Documentation is the Key
We reached out to Randy Hooper, an estate planning attorney with more than 25 years of experience, to better understand these differences. He explained the big difference often comes down to documentation. Financial assets (pension plans, life insurance, annuities, savings accounts, and stocks and bonds) usually have plenty of documentation. Other than vehicles and real estate, most personal property does not have a title certificate or proof of ownership.
Hooper tells us, “This is both a blessing and a curse. Tangible personal property can be transferred to a beneficiary without the involvement of a government agency, bank or other third party. On the other hand, it is not always clear who owns the untitled item, or if there are more than one of a similar item, which item is to be transferred to which beneficiary.”
Create Documentation with an Estate Planning Attorney
Most retirement accounts, annuities, and life insurance policies allow you to include a beneficiary designation as part of the documentation. In contrast, a lot of people make too many assumptions about what their family already knows or else what a particular individual will do in the event of their death.
Hooper remembers one will, handwritten without the advice of an attorney, that read, “I direct my daughter to divide all of the contents of my house among my children and grandchildren the way we talked about. She knows what I mean.” In another case, two nearly identical diamond rings were described thusly, “To Alpha, I give my 1 carat diamond ring. To Beta, I give my 1 carat diamond ring.”
Needless to say, you better provide a lot more detail than this is you want to minimize the chances the will can be attacked in court. How much detail is enough? This is where we tell you to talk to a local estate planning attorney.
State Laws and Tangible Personal Property Memoranda
Many people hold onto the financial assets in their retirement portfolio for a long-time, while continuing to buy and sell tangible property. Most states allow a person to refer to a separate memorandum of tangible personal property in their will. This allows them to change the memorandum and bequests of specific items without changing the will or trust. Other states, like Tennessee where Hooper’s Nashville-based law practice is located, do not.
Even then, Hooper explains that you can still list specific property in a separate memorandum in Tennessee so long as it “meets the formal requirements of a codicil to a will (signed by the testator and two witnesses). The key is to clearly identify each item.”
Beyond identifying each item, this documentation should also address how the property is to be physically transferred. “In an estate where specific bequests of tangible personal property are involved, the will or trust should authorize the personal representative/executor to store, protect and ship tangible personal property items and to pay for the costs of storage, protection and shipping as a cost of administration of the estate.”
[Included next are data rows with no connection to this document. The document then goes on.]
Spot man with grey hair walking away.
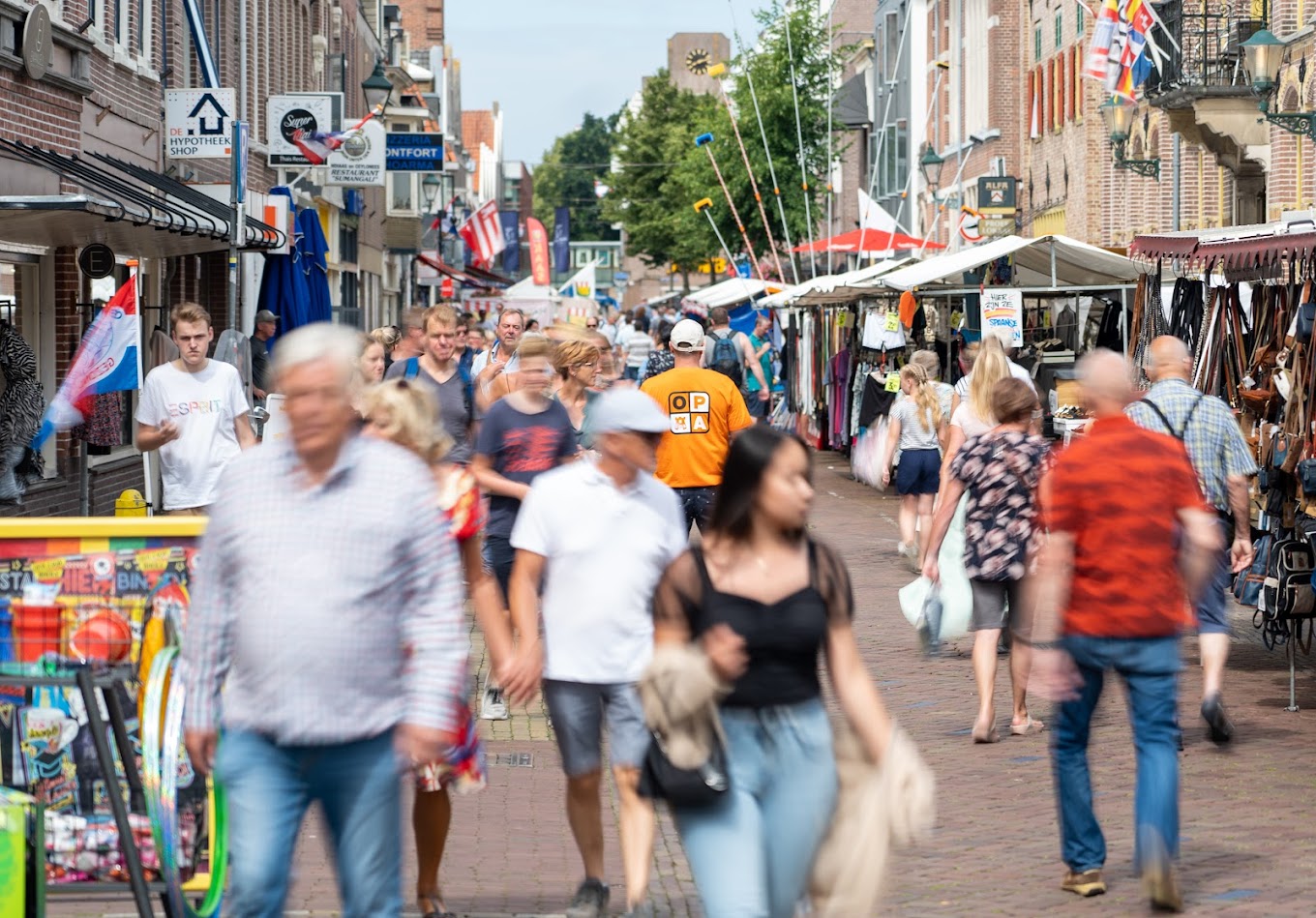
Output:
[182,323,468,918]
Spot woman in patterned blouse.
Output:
[922,379,1050,743]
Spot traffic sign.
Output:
[387,134,443,172]
[164,89,237,160]
[77,242,114,281]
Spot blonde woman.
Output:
[362,379,512,918]
[882,363,944,568]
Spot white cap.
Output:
[589,388,672,434]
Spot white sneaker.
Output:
[480,681,507,721]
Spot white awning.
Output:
[873,235,1141,290]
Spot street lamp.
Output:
[1240,29,1316,140]
[1096,96,1161,182]
[361,61,394,112]
[918,143,946,191]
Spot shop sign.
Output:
[979,286,1024,347]
[388,134,443,172]
[164,89,237,160]
[325,118,387,187]
[977,175,1019,215]
[264,92,343,165]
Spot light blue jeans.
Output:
[675,699,837,918]
[215,731,403,918]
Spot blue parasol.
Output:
[297,208,333,324]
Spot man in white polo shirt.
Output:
[503,389,688,918]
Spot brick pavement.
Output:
[51,454,1316,918]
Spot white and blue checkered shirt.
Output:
[1125,379,1257,512]
[183,436,470,746]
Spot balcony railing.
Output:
[1144,0,1265,100]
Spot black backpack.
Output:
[708,332,745,389]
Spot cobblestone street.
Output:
[50,454,1316,918]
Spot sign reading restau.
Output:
[164,89,237,160]
[979,286,1024,347]
[325,118,385,187]
[388,134,443,172]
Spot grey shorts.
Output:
[969,578,1024,632]
[544,679,648,778]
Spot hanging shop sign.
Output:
[979,286,1024,347]
[388,134,443,172]
[977,175,1019,216]
[264,92,343,165]
[325,118,387,188]
[164,89,237,160]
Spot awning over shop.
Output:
[0,139,285,257]
[873,235,1141,290]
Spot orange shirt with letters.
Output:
[640,367,754,488]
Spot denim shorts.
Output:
[544,679,648,778]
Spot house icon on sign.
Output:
[187,92,229,136]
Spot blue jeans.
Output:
[675,699,837,918]
[215,730,403,918]
[1052,636,1181,874]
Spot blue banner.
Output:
[497,211,522,278]
[553,208,571,274]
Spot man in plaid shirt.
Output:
[183,323,468,918]
[1126,336,1257,743]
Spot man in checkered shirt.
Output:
[1128,336,1257,743]
[183,323,468,918]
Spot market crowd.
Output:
[149,297,1254,918]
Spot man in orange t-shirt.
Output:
[640,318,754,530]
[1031,350,1222,911]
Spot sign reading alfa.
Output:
[264,92,343,165]
[977,175,1019,215]
[164,89,237,160]
[388,134,443,172]
[325,118,387,187]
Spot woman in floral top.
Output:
[362,379,512,918]
[922,379,1049,743]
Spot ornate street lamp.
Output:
[1096,96,1161,182]
[361,61,394,112]
[1240,29,1316,140]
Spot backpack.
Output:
[403,356,475,421]
[708,332,745,389]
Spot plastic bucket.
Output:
[10,603,65,663]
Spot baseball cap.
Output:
[589,389,672,434]
[669,318,704,354]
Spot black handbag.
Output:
[640,730,732,809]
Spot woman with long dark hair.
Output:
[654,425,892,918]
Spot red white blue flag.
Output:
[32,274,141,450]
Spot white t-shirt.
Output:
[136,361,250,511]
[512,461,688,685]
Use Storage with Itemized Inventory and On-Demand Returns
Our full-service storage enables our customers to send specific items from their storage units to any number of people who live in the local metro area. In other words, for every beneficiary who lives in the area, all the executor has to do is login to the account and select which items get delivered to which person/address. This digital inventory is not a substitute for a personal property memorandum in terms of legal documentation, but it does make it easy to match items listed in the will or trust to the actual items being stored at our local storage center.